Ich benutze den ServerSocketChannel, SocketChannel für die Netzwerkimplementierung da ich auf nicht blockierendes schreiben und lesen angewiesen bin. Ich kann leider nicht für jede Verbindung einen eigenen Thread starten! 

Wie bereits gesagt ist die Kommunikation per Telnet mit dem Server ohne weiteres möglich. Die Strings kommen korrekt an etc. Nur wenn die beiden Java Teile miteinander kommunizieren versteht der Client nur Bahnhof obwohl die Implementierung zum String lesen in Server und Client indentisch sind. 

Ich weiss aber auch leider nicht genau auf Basis welches Character Encodings das dann abläuft. Java arbeitet mit Unicode aber gilt das auch für die Sockets? Bzw. wie arbeitet Telnet? Auch Telnet muss ja aufgrund irgendeiner Tabelle die Bytes wieder in lesbare Buchstaben zurückwandeln. 

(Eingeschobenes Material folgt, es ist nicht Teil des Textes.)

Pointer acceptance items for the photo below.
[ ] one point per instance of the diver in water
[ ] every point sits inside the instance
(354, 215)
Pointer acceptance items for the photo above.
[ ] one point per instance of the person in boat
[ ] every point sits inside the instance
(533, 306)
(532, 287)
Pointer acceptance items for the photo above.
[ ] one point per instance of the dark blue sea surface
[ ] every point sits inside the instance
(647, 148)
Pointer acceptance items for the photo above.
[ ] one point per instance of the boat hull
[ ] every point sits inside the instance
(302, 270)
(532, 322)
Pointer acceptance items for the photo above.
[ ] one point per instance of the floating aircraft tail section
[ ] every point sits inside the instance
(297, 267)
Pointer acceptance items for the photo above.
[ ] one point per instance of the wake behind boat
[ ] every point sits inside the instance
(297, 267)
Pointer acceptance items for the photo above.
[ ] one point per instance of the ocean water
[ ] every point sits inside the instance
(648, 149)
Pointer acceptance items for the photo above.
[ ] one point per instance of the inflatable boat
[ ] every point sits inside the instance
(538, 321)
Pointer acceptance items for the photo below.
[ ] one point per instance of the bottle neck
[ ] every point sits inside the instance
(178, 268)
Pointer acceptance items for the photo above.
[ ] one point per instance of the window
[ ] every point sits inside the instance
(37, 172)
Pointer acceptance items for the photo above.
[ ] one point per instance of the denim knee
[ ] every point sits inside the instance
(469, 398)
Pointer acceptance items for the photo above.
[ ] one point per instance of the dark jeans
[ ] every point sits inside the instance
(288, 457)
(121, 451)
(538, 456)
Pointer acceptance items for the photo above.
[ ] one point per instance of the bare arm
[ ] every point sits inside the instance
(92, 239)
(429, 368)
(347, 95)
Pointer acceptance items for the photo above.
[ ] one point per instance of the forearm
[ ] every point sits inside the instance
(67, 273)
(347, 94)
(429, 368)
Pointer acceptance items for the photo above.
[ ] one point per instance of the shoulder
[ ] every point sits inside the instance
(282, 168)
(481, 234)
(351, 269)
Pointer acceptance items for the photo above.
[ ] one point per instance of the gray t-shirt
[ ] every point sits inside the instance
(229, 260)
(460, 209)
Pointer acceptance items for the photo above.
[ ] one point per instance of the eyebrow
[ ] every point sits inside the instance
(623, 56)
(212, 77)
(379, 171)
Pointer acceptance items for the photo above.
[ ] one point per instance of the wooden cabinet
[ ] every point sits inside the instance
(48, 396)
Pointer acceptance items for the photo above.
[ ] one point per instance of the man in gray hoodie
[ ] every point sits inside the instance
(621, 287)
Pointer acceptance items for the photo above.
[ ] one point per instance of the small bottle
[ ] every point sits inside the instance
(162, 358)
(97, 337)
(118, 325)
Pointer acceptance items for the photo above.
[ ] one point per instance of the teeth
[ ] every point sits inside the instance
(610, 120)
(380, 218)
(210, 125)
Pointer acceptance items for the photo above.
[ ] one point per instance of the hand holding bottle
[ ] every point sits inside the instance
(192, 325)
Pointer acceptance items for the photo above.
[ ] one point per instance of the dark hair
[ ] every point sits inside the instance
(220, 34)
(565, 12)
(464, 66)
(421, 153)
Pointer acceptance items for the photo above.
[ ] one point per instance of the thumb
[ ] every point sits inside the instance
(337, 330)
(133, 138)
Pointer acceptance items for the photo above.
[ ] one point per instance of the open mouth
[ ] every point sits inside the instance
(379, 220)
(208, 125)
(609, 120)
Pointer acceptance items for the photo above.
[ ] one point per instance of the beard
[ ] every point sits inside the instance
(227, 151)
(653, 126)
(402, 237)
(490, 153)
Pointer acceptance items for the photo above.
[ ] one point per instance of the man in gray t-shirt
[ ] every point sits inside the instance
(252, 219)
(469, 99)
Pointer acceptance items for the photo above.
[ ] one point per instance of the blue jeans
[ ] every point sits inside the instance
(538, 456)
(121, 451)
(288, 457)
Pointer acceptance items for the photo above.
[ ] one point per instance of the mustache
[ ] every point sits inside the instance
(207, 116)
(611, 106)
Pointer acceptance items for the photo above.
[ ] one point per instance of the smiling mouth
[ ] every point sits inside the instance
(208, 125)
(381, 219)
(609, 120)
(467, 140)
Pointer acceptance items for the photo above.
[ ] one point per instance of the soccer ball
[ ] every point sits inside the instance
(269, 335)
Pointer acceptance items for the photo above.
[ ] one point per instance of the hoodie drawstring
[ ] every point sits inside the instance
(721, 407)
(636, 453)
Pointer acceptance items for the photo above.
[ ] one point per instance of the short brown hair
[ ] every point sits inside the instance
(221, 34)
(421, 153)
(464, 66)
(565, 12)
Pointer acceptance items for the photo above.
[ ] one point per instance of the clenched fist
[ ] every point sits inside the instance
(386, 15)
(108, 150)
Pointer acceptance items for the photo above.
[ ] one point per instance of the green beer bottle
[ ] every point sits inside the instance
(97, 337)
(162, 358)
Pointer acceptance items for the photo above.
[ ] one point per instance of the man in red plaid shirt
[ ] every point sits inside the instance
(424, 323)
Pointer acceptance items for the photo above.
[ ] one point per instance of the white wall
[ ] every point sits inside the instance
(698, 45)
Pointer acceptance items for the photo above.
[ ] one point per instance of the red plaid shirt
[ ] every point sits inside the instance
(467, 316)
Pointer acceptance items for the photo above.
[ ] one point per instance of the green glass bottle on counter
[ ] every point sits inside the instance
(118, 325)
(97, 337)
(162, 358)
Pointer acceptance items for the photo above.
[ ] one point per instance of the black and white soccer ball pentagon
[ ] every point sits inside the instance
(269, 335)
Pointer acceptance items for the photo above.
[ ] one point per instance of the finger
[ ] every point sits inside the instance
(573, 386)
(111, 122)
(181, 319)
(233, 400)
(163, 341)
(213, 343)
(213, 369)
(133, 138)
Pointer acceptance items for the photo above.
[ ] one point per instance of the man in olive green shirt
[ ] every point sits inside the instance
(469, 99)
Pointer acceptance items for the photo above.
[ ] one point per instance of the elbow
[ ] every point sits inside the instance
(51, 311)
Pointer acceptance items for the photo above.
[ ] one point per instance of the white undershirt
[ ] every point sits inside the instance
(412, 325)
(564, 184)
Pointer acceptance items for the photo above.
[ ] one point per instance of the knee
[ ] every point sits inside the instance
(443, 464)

Ein wirklich schlechter Workarround wäre natürlich immer das erste von 2 Zeichen zu löschen die ankommen aber das kann ja irgendwie nicht die Lösung sein. 

Grüße

TheNME123


----------



## Murray (17. Nov 2006)

Ich habe es nicht ausprobiert, aber m.E. sollte man die mit putChar in einen ByteBuffer gepackten Characters auch nur mit getChar wieder auslesen. Die Annahme, dass die interne Repräsentation (also die beiden beim putChar in den ByteBuffer geschriebenen Bytes) irgendeinem Encoding entspräche, kann man wohl nicht treffen (ist es nicht auch so, dass das Encoding i.d.R. die 2-Byte-Unicode-Sequenz auf ein Byte abbildet?).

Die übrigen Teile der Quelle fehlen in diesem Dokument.